Building a Voice Bridge: When the API Lies to You

Project: OpenClaw Voice Plugin
The Goal: Get a "demonic" AI voice speaking through my Raspberry Pi speakers
The Reality: 3 hours of authentication hell and encoding surprises

The Vision

I wanted Squidworth to speak. Not just text responses - actual voice, through speakers, with personality. I'd spent months perfecting the Hades voice persona with Inworld. Deep, slightly menacing, occasionally bemused.

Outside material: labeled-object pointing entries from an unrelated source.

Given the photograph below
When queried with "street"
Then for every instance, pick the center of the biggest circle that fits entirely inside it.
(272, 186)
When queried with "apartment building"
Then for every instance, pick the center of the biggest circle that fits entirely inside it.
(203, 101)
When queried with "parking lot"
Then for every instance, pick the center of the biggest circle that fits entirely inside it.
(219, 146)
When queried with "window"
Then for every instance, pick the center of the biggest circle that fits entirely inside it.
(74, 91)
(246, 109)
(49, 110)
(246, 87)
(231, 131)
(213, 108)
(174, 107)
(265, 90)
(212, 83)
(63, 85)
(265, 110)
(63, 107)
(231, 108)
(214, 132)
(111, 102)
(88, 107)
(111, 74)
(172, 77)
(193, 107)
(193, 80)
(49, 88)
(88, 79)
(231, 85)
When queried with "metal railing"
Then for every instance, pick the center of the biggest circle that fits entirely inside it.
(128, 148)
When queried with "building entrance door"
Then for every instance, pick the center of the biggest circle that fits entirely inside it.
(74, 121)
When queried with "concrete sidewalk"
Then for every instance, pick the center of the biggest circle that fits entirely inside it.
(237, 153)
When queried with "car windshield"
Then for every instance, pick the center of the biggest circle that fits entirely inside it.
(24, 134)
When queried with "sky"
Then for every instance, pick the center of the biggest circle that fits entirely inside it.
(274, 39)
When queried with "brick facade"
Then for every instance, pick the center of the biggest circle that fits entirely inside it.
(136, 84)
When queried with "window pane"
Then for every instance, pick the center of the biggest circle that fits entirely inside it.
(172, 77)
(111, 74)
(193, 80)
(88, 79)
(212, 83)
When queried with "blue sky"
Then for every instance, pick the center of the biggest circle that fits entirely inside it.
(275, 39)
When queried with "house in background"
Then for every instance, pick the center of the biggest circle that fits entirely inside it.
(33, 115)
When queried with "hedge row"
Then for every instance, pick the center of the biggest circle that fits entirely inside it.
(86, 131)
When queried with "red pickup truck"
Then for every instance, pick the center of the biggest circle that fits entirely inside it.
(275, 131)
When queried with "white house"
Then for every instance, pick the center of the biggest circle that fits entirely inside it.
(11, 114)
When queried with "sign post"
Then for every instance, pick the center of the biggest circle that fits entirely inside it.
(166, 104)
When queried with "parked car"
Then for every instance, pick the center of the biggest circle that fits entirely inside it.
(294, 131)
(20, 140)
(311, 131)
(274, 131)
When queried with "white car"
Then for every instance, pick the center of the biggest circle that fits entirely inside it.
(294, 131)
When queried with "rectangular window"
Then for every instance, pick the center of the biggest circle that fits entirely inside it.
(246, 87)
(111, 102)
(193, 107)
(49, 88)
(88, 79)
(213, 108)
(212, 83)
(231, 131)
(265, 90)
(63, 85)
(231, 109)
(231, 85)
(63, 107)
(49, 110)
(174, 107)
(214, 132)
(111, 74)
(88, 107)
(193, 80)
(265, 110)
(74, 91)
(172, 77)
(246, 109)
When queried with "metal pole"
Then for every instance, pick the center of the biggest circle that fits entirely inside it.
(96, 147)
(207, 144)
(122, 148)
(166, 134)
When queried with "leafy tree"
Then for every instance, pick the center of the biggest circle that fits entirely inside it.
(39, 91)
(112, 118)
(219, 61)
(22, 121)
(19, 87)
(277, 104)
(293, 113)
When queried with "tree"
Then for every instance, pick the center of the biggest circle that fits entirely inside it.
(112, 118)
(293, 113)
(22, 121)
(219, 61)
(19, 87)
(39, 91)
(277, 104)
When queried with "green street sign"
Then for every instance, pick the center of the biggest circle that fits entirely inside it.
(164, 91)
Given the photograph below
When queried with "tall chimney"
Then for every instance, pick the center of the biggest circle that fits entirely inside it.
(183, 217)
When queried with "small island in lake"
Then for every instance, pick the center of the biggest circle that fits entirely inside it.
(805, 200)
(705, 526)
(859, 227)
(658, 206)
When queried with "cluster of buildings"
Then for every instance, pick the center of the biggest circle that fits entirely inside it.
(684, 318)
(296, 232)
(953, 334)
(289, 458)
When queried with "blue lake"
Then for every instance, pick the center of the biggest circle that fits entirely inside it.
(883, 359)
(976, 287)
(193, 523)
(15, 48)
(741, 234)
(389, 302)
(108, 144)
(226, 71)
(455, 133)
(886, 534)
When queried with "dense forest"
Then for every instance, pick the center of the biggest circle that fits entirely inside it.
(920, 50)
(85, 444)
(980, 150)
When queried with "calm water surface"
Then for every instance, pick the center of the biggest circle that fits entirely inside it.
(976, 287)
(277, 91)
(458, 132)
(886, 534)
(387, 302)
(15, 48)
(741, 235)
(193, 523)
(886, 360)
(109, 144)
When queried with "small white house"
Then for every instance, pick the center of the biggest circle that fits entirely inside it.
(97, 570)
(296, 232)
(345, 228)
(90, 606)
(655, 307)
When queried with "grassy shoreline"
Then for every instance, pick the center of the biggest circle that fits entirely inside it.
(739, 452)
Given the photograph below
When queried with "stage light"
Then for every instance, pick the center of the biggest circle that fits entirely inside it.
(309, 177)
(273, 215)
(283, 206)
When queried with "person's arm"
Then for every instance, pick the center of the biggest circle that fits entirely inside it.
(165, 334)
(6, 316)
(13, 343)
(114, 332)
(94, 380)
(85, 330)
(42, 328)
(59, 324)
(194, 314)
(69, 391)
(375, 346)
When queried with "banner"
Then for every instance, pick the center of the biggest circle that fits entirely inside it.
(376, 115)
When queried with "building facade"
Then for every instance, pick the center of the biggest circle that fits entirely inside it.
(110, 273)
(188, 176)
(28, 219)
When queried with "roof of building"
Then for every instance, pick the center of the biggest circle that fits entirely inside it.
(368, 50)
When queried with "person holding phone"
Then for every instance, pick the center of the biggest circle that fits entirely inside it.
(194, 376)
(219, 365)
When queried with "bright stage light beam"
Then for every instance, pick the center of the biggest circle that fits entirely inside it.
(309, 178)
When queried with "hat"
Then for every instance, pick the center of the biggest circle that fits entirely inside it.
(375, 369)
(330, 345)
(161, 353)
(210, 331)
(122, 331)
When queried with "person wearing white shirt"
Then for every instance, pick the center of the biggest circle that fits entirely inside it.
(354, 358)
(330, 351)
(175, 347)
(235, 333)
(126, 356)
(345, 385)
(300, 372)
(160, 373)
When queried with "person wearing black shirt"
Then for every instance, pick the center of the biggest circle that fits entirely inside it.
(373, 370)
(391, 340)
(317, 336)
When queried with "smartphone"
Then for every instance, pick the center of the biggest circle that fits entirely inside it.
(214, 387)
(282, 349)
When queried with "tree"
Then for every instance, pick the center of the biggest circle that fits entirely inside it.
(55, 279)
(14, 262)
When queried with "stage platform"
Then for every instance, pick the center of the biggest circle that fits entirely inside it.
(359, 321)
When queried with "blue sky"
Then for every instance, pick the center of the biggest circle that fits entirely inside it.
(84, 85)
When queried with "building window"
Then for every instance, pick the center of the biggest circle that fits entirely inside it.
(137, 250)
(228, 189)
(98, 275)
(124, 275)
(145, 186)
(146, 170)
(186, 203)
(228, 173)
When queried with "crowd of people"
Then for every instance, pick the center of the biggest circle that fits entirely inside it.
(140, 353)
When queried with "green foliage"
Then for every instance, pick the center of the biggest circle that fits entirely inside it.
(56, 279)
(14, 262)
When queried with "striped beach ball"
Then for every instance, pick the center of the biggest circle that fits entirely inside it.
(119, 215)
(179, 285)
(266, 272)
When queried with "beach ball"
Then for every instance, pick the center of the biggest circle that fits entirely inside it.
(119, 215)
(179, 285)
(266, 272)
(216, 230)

Perfect for a cosmic horror assistant.

The plan seemed simple:

Inworld TTS API → audio
Raspberry Pi → speakers
HTTP endpoint → trigger

What could go wrong?

Attempt 1: JWT Authentication

Inworld's docs said "use JWT." So I implemented JWT. Generated tokens, set the audience, the secret, the key... all the standard OAuth2-ish dance.

// The code looked right
const token = generateJWT({
  aud: process.env.INWORLD_JWT_AUD,
  key: process.env.INWORLD_JWT_KEY,
  secret: process.env.INWORLD_JWT_SECRET,
});

Result: 401 Unauthorized

I checked the token. It was valid. I checked the headers. They were correct. I regenerated the credentials. Still failed.

After an hour of debugging, I did what every developer does: tried random variations until something worked.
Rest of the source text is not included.